WT versus Nod (1×2)^−/− mice were subjected to ischemia (25min bilateral renal artery clamping) and reperfusion (1hr, 4hr, 24hr). After indicated times of reperfusion, the mice were sacrificed, kidneys removed, fixed and paraffin-embedded. After deparaffinization, the TUNEL assay was performed and images viewed using fluorescent microscopy. Panel A shows representative images of TUNEL and DAPI staining 4hrs after reperfusion. Panel B shows results of blinded counting of TUNEL-positive cells in nine random, non-overlapping, sections (n=4 mice per group). Data are expressed as means ± SD. Statistical significance was determined using a Student’s two-tailed T test.

Figure 5. Cytokine and chemokine expression in WT vs. Nod (1×2)^−/− mice

The top row (labeled IRI) shows peak levels of the indicated cytokines/chemokines (24hrs post IRI). IL-6 levels were detected in serum, whereas KC and TNFα were detected in tissue homogenates. The bottom row (labeled LPS) shows peak levels of the indicated cytokines/chemokines after i.p. injection with LPS (10mg/kg). Peak levels of serum IL-6 and KC were noted at 3hrs post-LPS injection, whereas the serum peak for TNFa was seen at 6 hrs post injection. The pre bars represent unmanipulated controls whereas the post bars represent after either IRI or LPS injection. Statistical significance was determined using a Student’s two-tailed T test. The data represent six mice per group and error bars indicate SDs.

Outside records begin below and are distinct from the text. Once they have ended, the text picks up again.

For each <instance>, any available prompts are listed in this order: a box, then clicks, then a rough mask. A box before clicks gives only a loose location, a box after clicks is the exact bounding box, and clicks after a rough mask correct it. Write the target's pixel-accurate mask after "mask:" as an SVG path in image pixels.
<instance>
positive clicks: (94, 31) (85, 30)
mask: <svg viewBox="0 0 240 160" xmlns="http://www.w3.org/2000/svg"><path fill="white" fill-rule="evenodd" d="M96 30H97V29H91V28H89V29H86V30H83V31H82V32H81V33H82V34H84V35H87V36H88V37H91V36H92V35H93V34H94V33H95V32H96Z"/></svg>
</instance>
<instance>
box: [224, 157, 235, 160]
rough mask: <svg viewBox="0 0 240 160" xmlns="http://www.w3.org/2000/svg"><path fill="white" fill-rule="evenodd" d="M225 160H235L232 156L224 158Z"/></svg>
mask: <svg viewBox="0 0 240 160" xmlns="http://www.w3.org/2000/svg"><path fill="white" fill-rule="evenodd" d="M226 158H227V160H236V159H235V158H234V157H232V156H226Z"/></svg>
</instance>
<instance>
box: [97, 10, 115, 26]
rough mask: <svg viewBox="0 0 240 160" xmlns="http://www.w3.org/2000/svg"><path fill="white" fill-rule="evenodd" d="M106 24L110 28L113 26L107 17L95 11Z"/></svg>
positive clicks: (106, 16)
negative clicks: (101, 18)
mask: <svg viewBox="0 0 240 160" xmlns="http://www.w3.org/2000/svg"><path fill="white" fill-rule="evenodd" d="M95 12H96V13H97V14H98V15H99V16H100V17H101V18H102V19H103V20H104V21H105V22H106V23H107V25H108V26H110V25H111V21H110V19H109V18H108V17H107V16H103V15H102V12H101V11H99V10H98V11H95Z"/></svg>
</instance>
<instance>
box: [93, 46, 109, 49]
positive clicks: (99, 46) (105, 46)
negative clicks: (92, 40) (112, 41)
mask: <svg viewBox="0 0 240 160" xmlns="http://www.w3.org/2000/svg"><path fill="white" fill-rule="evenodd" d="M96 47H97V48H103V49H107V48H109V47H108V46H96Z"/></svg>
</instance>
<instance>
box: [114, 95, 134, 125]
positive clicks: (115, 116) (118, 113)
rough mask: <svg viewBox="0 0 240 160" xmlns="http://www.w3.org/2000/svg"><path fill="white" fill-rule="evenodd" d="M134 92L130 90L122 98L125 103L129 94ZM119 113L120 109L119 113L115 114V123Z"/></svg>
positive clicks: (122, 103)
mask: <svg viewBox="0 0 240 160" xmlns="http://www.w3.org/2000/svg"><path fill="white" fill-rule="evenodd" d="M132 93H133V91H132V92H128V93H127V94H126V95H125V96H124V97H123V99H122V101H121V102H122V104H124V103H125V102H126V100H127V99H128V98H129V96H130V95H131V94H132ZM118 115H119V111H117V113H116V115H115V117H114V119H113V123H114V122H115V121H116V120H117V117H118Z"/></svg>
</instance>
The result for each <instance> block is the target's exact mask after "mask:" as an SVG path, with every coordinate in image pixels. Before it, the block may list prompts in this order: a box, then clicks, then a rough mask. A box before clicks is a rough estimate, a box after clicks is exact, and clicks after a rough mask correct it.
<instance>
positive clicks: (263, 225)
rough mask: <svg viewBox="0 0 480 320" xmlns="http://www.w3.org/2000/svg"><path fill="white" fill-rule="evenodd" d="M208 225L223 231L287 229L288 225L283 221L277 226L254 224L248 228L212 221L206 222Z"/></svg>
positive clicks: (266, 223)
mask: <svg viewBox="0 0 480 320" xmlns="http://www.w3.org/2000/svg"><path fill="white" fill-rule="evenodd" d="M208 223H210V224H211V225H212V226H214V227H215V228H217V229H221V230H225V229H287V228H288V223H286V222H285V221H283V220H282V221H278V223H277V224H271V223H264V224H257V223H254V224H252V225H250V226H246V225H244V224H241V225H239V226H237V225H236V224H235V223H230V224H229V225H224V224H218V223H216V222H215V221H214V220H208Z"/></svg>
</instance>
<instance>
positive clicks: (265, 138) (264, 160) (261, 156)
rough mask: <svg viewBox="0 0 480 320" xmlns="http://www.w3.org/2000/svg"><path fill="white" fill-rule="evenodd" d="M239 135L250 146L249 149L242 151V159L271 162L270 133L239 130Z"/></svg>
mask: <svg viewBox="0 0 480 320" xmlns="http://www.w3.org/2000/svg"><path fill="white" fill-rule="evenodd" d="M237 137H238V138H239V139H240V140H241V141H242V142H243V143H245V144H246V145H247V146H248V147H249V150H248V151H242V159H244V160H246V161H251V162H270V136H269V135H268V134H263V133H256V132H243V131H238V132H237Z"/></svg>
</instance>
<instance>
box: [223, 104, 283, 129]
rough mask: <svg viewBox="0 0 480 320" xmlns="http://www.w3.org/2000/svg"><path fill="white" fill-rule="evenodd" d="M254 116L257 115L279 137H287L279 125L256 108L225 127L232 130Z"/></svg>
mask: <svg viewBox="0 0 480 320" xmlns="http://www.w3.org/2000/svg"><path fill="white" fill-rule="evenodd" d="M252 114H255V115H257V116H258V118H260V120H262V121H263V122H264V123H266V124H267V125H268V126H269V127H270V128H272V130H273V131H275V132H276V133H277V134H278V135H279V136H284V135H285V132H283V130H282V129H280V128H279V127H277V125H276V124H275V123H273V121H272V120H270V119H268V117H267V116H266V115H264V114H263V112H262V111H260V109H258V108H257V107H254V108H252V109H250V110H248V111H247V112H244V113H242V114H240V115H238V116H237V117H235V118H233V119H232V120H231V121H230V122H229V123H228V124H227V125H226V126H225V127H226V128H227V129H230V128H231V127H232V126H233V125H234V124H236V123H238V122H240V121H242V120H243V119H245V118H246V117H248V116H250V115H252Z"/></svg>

Figure 6. Chimeric mice subjected to ischemia/reperfusion injury

WT mice were irradiated, injected with either WT (n=6) or Nod (1 ×2)^−/− (n=6) bone marrow 6 weeks earlier and, after engraftment, subjected to 25min ischemia/24 h reperfusion. Panel A shows serum creatinines of mice treated with 25min ischemia/24hr reperfusion as well as blinded histological scores of renal injury and neutrophil infiltration. Pre creatinine values were obtained 2 weeks prior to injury. Sham creatinines were obtained after laparatomy, without IRI. Six mice were treated per group. Error bars represent SDs. Statistical significance was determined by Student T test. Panel B confirms chimeric bone marrow was indeed engrafted in the indicated experimental groups. The top panels show the Nod2 mutant allele (indicating the Nod2^−/−) was detected in Nod2^−/− control mice, but not in Wt or Nod1^−/− control mice. As shown in the WT mice transplanted with Nod (1×2)^−/− bone marrow (titled Bone Marrow Chimeras), the Nod2 mutation was highly expressed. The bottom panels show the Nod1 mutant allele is detected in Nod1^−/− mice, but not in WT or Nod2^−/− mice. The Nod1^−/− mutation is also expressed in the WT mice transplanted with the Nod (1×2) ^−/− bone marrow (Bone Marrow Chimeras).